Paul Thibaud, philosophe, ancien directeur de la revue "Esprit". 13 juin 2017
"Si lʼouragan Macron souffle si fort, cʼest que le personnage atypique et la stratégie audacieuse quʼil associe contrastent avec un malaise national que son livre-manifeste publié en novembre dernier, Révolution, désigne comme « engourdissement général », fermentation de « passions tristes » et même revanchardes, « impression douloureuse dʼinfidélité à nous-mêmes ». Cette personnalité euphorisante contraste avec notre amertume et notre doute, ce qui lʼautorise à faire porter la responsabilité du marasme à une classe politique en perdition et à évoquer la levée dʼune nouvelle génération. Une proposition aurait pu rivaliser avec celle de Macron, celle de Fillon, qui donnait, dans le dernier débat du premier tour, la raison de sa candidature : « La génération à laquelle jʼappartiens a échoué, elle a laissé se dégrader non seulement les comptes publics mais les capacités du pays. » Son programme rigoureux était selon Fillon une manière de se racheter. Cʼétait vrai et honnêtement présenté. Cela a échoué pour les raisons conjoncturelles que lʼon sait mais sans doute surtout parce que, dans la bouche dʼun homme au parcours classique, cela revenait à demander aux électeurs de se reconnaître coresponsables de ce contre quoi ils récriminent.
La déprime nationale quʼEmmanuel Macron promet de surmonter, quʼil secoue en tout cas, est au croisement de deux échecs patents, celui de Jacques Delors et ses héritiers et celui du souverainisme. Le projet de Delors, cʼétait de réformer le système français en lui opposant les disciplines européennes, mais le transfert à Bruxelles de la production des législations a exaspéré des comportements dʼautodéfense, en particulier corporatistes. Le choix opposé, le souverainisme, nʼa pas échoué directement, mais il est resté une velléité, comme le montrent les carrières avortées de Séguin, Pasqua et Chevènement. Fillon était dans cette ligne, tout en lʼinfléchissant.
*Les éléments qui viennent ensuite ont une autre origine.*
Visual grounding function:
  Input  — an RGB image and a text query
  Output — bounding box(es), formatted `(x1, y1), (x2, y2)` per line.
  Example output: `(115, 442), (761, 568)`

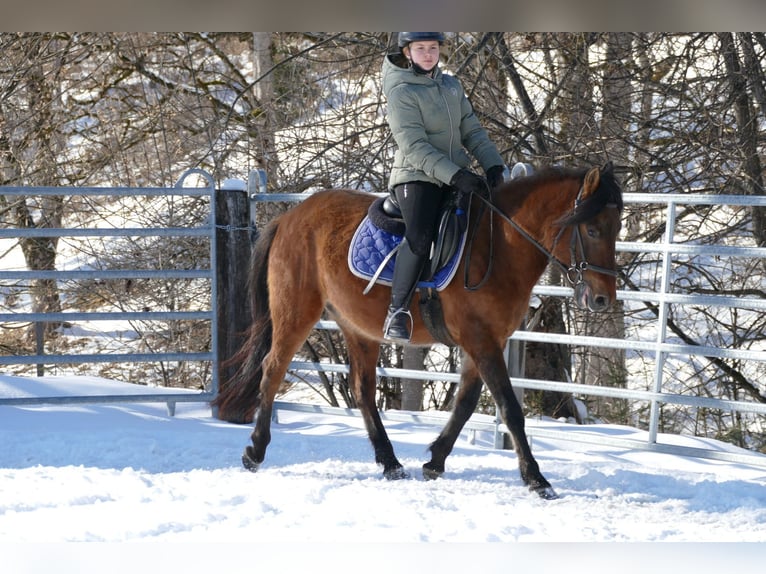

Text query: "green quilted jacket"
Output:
(382, 54), (503, 188)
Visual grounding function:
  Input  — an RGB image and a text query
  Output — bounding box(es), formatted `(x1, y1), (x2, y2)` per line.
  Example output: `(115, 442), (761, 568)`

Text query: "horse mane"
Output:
(559, 162), (623, 225)
(497, 163), (623, 226)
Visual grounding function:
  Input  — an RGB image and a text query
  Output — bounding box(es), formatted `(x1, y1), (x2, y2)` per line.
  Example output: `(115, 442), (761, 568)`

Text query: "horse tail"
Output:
(212, 220), (278, 423)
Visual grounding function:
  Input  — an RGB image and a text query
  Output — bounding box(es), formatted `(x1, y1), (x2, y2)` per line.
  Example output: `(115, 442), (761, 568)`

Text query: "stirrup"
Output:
(383, 307), (414, 343)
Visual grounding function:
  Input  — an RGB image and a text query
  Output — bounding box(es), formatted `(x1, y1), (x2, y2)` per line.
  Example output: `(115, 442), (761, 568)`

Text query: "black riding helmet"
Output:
(398, 32), (444, 48)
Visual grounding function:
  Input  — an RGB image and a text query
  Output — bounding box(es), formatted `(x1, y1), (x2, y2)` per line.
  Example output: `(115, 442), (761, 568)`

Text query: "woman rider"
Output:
(382, 32), (506, 343)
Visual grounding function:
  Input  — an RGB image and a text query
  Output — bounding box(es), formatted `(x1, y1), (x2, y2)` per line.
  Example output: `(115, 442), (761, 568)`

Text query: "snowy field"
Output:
(0, 375), (766, 573)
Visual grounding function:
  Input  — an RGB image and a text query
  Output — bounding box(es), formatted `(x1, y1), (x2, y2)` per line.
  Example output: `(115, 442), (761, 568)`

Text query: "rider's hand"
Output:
(449, 169), (487, 200)
(487, 165), (505, 189)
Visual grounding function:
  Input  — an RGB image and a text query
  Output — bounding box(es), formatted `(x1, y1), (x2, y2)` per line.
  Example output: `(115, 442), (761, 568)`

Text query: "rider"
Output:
(382, 32), (506, 343)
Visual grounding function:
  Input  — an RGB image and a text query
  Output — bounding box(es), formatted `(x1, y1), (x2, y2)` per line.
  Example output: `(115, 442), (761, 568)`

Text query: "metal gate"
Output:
(0, 169), (218, 415)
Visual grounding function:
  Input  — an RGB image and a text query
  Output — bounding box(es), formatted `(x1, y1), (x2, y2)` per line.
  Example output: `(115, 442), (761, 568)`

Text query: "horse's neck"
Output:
(498, 180), (579, 250)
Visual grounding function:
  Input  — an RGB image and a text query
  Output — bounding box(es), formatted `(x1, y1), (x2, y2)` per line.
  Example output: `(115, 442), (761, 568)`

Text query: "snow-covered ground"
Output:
(0, 375), (766, 572)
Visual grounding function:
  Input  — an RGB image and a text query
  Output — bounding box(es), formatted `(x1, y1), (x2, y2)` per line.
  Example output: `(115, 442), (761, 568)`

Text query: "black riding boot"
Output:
(383, 239), (426, 343)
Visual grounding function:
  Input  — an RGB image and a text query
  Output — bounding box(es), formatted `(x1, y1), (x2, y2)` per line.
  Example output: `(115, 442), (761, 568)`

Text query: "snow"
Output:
(0, 375), (766, 572)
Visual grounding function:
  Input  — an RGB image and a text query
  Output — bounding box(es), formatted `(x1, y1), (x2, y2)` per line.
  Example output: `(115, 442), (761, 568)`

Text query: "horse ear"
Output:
(580, 167), (601, 199)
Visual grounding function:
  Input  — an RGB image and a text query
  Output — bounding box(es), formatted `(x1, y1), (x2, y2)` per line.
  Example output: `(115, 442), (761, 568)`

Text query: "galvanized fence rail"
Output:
(250, 193), (766, 466)
(0, 169), (218, 415)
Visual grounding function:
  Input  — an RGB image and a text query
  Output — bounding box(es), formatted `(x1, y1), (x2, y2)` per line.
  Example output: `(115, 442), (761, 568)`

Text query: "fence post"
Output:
(213, 180), (251, 417)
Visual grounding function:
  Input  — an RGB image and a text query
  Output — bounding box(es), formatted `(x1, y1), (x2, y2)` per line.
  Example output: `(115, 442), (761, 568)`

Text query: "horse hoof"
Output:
(530, 486), (559, 500)
(423, 464), (444, 480)
(242, 449), (261, 472)
(383, 466), (410, 480)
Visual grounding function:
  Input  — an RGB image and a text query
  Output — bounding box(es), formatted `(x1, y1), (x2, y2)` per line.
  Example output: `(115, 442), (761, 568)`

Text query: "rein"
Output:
(464, 180), (619, 291)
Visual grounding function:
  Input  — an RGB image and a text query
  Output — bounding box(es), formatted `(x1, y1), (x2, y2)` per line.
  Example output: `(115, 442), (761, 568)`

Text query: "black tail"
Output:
(213, 221), (278, 423)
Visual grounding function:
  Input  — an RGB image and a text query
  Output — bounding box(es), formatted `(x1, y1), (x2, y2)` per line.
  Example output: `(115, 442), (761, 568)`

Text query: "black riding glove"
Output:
(449, 169), (487, 218)
(449, 169), (487, 197)
(487, 165), (505, 189)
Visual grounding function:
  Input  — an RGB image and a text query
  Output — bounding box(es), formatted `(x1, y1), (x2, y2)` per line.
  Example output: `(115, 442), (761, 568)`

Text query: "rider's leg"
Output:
(383, 181), (445, 343)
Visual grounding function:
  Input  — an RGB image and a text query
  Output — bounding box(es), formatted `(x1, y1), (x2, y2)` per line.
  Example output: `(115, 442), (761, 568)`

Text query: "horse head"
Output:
(554, 162), (623, 312)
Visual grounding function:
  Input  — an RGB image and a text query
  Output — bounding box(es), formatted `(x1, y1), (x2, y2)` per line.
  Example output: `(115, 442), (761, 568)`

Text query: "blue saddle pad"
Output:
(348, 216), (466, 291)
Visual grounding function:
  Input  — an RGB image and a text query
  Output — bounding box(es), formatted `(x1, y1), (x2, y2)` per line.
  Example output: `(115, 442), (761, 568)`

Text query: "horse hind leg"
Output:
(242, 297), (322, 472)
(423, 354), (482, 480)
(471, 346), (558, 500)
(343, 331), (409, 480)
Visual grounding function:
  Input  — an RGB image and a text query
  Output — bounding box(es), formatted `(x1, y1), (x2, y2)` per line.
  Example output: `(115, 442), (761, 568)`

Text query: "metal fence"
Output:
(0, 169), (218, 414)
(251, 189), (766, 466)
(0, 174), (766, 465)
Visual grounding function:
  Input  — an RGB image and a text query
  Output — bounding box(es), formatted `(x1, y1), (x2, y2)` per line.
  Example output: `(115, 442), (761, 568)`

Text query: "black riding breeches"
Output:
(394, 181), (450, 256)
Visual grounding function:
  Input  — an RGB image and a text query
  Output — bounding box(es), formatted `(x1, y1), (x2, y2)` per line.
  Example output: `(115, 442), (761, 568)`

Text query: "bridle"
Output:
(464, 185), (619, 291)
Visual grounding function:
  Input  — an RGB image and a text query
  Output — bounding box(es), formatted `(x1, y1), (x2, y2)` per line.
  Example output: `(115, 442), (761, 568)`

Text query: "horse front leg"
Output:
(423, 353), (482, 480)
(344, 332), (409, 480)
(472, 346), (558, 500)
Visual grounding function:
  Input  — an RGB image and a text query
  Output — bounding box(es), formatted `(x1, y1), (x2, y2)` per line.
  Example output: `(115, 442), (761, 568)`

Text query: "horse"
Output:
(214, 162), (623, 499)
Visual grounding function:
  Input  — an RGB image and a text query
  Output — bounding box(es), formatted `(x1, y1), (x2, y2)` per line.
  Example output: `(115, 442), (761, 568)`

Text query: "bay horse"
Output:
(214, 162), (623, 499)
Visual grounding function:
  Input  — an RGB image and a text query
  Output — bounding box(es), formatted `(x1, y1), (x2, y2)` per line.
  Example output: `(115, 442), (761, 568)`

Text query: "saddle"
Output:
(348, 195), (466, 293)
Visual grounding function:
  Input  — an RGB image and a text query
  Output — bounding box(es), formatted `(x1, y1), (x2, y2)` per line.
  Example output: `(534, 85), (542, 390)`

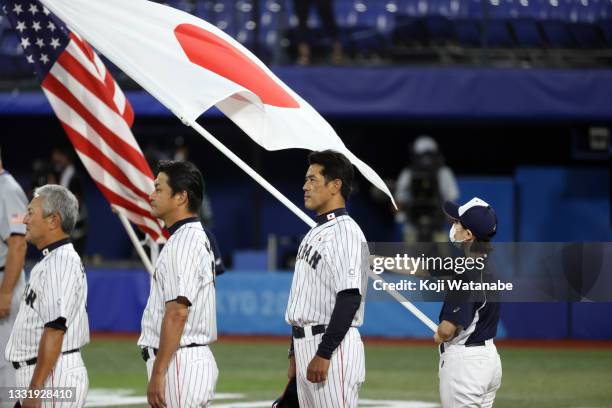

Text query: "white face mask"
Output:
(448, 224), (465, 248)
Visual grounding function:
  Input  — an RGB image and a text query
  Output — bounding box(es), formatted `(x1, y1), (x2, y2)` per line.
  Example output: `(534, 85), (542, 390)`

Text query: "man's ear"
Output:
(465, 228), (476, 241)
(49, 213), (62, 230)
(176, 190), (188, 205)
(333, 179), (342, 194)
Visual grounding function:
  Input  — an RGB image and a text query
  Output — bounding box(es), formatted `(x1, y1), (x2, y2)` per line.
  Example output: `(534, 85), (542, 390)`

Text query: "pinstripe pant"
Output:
(147, 346), (219, 408)
(0, 271), (25, 408)
(15, 352), (89, 408)
(294, 328), (365, 408)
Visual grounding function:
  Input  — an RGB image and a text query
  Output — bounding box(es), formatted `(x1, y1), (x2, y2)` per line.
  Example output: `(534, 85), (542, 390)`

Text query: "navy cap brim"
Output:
(442, 201), (459, 220)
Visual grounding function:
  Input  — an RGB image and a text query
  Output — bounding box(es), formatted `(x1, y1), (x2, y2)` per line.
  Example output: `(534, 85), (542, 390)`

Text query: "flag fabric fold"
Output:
(41, 0), (393, 206)
(0, 0), (166, 242)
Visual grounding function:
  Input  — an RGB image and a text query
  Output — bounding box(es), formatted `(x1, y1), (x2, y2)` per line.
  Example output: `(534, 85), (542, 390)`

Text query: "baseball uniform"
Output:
(0, 171), (28, 407)
(5, 239), (89, 407)
(138, 217), (219, 408)
(285, 208), (368, 407)
(439, 262), (502, 408)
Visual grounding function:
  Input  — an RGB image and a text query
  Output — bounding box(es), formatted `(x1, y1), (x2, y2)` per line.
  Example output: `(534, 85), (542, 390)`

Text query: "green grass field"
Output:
(83, 340), (612, 408)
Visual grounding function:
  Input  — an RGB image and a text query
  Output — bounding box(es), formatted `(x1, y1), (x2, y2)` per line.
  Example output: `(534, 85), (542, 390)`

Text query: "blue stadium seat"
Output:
(540, 20), (576, 48)
(510, 0), (550, 48)
(598, 18), (612, 47)
(232, 250), (268, 272)
(483, 0), (518, 47)
(510, 18), (546, 48)
(452, 18), (482, 47)
(568, 22), (606, 48)
(392, 13), (427, 43)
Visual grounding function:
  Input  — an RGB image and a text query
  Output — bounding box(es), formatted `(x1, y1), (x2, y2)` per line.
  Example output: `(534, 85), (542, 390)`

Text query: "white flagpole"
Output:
(183, 120), (438, 332)
(111, 206), (153, 276)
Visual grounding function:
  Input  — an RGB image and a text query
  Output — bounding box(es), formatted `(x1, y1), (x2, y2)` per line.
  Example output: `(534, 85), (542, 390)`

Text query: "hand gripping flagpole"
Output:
(185, 115), (438, 332)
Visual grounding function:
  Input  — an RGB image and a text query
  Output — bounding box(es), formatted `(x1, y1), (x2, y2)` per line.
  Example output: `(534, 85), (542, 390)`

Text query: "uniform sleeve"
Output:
(440, 302), (474, 328)
(0, 184), (27, 241)
(39, 255), (85, 331)
(327, 222), (368, 295)
(161, 229), (214, 305)
(395, 168), (412, 204)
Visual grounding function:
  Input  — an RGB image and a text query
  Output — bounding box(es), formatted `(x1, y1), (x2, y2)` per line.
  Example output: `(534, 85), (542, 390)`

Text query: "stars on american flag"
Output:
(13, 4), (23, 15)
(21, 37), (30, 50)
(3, 0), (70, 78)
(27, 4), (38, 16)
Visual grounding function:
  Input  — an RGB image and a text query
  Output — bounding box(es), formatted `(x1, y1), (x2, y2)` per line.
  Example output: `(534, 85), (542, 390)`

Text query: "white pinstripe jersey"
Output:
(138, 218), (217, 348)
(285, 209), (369, 327)
(5, 240), (89, 362)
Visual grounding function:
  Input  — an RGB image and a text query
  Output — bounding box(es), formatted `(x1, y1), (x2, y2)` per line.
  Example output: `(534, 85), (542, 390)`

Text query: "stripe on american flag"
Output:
(1, 0), (166, 241)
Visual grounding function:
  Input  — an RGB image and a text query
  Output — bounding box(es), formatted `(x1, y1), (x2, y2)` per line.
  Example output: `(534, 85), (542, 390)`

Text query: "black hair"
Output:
(308, 150), (355, 200)
(157, 160), (204, 213)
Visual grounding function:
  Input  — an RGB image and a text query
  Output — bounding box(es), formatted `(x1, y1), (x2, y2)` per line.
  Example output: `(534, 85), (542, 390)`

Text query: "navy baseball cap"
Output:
(442, 197), (497, 240)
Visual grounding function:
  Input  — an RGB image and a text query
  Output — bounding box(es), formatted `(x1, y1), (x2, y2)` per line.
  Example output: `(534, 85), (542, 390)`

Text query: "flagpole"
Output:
(183, 120), (438, 332)
(111, 205), (153, 276)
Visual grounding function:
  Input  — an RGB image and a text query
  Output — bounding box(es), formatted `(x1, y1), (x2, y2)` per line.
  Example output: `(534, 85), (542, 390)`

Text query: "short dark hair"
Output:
(157, 160), (204, 213)
(308, 150), (355, 200)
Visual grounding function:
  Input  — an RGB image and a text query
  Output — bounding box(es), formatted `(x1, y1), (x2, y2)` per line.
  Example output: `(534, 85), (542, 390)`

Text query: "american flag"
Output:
(0, 0), (165, 241)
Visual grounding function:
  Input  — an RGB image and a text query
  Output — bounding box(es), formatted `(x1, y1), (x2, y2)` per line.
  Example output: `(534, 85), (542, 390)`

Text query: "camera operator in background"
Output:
(395, 135), (459, 243)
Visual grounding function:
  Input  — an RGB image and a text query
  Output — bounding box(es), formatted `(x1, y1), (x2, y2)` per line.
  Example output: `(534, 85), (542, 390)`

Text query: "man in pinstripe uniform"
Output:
(285, 150), (368, 408)
(5, 185), (89, 407)
(138, 161), (219, 408)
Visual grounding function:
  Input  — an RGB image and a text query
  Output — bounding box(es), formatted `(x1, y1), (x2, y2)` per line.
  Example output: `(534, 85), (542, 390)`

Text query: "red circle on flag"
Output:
(174, 24), (300, 108)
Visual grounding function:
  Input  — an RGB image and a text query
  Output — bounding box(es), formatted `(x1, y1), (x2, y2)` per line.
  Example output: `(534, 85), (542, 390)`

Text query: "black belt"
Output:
(291, 324), (325, 339)
(12, 349), (80, 370)
(440, 341), (485, 354)
(140, 343), (206, 363)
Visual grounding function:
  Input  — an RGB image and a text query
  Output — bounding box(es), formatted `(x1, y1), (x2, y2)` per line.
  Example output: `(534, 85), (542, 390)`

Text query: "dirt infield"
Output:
(92, 332), (612, 350)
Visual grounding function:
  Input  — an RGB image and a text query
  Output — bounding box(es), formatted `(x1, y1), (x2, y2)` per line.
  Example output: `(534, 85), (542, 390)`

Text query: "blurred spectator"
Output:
(395, 136), (459, 242)
(293, 0), (343, 65)
(30, 159), (59, 192)
(51, 147), (87, 256)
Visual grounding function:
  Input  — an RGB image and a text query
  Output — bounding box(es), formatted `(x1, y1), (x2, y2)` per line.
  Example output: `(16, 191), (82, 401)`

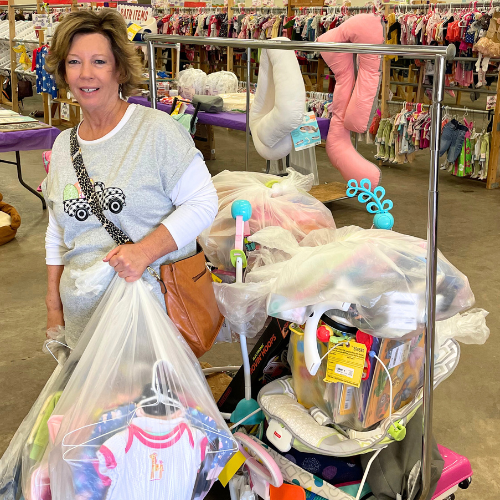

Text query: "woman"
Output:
(43, 9), (217, 347)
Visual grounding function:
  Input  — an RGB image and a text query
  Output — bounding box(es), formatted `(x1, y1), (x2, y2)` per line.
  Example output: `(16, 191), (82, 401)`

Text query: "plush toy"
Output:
(250, 37), (306, 160)
(318, 14), (384, 186)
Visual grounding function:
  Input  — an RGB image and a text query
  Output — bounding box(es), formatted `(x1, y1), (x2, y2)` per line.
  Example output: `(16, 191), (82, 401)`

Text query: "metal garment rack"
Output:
(387, 101), (493, 115)
(145, 35), (455, 500)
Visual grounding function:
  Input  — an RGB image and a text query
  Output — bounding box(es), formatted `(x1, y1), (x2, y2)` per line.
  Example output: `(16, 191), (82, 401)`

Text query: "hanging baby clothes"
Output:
(97, 417), (208, 500)
(31, 45), (57, 99)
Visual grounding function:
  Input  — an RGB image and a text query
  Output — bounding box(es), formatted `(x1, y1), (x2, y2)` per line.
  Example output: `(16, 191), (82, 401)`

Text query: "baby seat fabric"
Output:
(257, 339), (460, 457)
(250, 37), (306, 160)
(318, 14), (384, 186)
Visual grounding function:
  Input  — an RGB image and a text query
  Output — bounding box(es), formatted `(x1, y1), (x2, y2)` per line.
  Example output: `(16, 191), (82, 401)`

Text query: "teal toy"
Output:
(346, 179), (394, 229)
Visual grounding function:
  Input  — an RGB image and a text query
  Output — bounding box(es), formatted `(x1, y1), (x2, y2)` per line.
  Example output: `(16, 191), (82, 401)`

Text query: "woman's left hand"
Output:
(103, 243), (151, 283)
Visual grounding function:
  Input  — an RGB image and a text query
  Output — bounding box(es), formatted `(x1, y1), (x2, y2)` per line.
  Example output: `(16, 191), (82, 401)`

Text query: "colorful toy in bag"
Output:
(199, 169), (335, 269)
(36, 151), (52, 193)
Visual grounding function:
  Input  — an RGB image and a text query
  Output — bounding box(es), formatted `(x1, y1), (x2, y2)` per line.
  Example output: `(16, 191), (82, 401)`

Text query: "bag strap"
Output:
(69, 125), (167, 288)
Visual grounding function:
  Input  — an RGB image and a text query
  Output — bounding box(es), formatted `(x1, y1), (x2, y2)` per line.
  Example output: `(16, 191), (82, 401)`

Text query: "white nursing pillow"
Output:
(250, 37), (306, 160)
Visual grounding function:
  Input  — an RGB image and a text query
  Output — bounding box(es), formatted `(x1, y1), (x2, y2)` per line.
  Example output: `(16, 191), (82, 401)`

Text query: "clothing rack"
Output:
(376, 0), (500, 189)
(293, 7), (325, 15)
(387, 97), (490, 115)
(145, 35), (455, 500)
(231, 7), (287, 14)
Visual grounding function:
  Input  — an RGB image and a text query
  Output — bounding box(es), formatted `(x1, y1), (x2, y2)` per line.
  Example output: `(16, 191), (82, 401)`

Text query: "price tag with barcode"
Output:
(324, 341), (366, 387)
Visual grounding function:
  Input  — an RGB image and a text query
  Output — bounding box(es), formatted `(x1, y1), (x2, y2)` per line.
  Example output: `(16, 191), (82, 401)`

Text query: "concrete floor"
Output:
(0, 114), (500, 500)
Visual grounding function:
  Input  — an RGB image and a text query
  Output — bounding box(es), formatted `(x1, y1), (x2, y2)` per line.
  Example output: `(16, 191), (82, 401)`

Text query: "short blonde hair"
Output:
(45, 9), (143, 98)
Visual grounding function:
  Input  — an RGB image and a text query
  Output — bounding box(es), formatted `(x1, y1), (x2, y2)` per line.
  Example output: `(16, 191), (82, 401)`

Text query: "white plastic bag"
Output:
(206, 71), (238, 95)
(34, 276), (237, 500)
(199, 169), (335, 269)
(436, 308), (490, 345)
(70, 261), (115, 296)
(216, 226), (474, 339)
(290, 147), (319, 186)
(178, 68), (207, 99)
(267, 226), (474, 338)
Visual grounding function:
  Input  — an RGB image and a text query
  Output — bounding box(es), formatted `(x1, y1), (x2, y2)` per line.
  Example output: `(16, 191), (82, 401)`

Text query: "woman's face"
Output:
(66, 33), (119, 112)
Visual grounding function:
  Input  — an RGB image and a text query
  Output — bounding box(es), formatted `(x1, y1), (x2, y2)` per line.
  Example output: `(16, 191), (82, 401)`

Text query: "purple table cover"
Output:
(0, 127), (61, 153)
(128, 97), (330, 139)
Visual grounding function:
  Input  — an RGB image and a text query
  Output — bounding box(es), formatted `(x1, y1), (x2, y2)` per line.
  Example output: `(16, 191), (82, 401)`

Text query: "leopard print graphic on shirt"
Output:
(69, 127), (133, 245)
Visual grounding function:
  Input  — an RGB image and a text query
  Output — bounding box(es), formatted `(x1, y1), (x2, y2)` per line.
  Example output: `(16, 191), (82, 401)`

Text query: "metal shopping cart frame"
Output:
(145, 35), (455, 500)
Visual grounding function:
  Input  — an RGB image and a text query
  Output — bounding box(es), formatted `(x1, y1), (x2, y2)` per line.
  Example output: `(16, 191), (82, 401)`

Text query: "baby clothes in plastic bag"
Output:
(23, 277), (237, 500)
(214, 226), (474, 339)
(199, 169), (335, 269)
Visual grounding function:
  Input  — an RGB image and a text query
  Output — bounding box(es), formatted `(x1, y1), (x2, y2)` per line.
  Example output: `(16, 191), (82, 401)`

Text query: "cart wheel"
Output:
(458, 477), (472, 490)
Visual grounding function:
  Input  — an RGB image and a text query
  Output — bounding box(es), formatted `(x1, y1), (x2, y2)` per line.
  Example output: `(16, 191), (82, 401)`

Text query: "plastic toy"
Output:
(230, 200), (264, 425)
(346, 179), (394, 229)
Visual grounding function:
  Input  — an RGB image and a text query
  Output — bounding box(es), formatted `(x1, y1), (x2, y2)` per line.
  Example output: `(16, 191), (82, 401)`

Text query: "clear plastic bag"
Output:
(264, 226), (474, 339)
(290, 147), (319, 186)
(178, 68), (207, 100)
(213, 226), (474, 339)
(206, 71), (238, 95)
(436, 308), (490, 345)
(199, 169), (335, 269)
(33, 276), (237, 500)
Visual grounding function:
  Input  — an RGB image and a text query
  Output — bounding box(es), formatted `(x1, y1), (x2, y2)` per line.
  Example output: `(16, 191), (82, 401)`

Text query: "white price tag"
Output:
(387, 292), (418, 332)
(344, 385), (354, 412)
(335, 365), (354, 378)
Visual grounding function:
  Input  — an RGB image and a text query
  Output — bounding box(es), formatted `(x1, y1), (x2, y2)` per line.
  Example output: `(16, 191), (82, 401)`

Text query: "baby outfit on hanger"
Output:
(31, 45), (57, 99)
(97, 417), (208, 500)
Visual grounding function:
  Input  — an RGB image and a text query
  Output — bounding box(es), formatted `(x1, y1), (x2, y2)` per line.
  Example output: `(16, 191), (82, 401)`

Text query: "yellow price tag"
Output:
(219, 451), (246, 488)
(324, 341), (366, 387)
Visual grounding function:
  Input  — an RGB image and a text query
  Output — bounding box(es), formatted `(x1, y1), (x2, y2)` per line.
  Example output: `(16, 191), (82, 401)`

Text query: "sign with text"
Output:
(118, 4), (153, 24)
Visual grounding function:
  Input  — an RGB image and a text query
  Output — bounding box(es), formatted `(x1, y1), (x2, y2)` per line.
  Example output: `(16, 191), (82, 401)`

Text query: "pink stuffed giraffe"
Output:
(318, 14), (384, 186)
Macron, lui, enjambe la question de la souveraineté pour en faire une question non pas de principe mais de pratique. « Opposer le souverainisme et lʼEurope, dit-il, est un traumatisme français », « LʼÉtat est plus efficace sʼil sait articuler sa souveraineté avec une vraie souveraineté européenne » (Macron par Macron, Les Éditions de lʼAube, p. 59-61). Donc, en dépit des conceptions classiques, les souverainetés pourraient se combiner et même sʼadditionner ? Mais cela, il nʼest pas sûr que notre président le croie vraiment puisquʼil parle aussitôt après de « transformer le rêve français en rêve européen ». En ce cas, il y aurait glissement dʼune souveraineté à lʼautre. Combinaison ou substitution ? Sans doute la religion de lʼauteur que nous suivons nʼest-elle pas faite, cʼest pourquoi il introduit une certaine labilité dans son concept de souveraineté, il lʼanalyse comme un faisceau de capacités où on trouve, en vrac, « souveraineté énergétique », « souveraineté numérique », « souveraineté face au fait migratoire ou militaire ». Si, pour lui, la souveraineté nʼest pas un bloc, cʼest pour une raison de fond, parce que, pour lui, il nʼy a pas de décision par quoi le sujet politique national sʼéprouve, déchiffre et invente le sens de son existence dans son environnement et face aux événements. À lʼuniversité Humboldt de Berlin, texte en anglais que lʼon ne sʼest pas pressé de traduire, Macron a été particulièrement éloquent pour évoquer la souveraineté européenne et lʼunification des peuples (op. cit p. 98).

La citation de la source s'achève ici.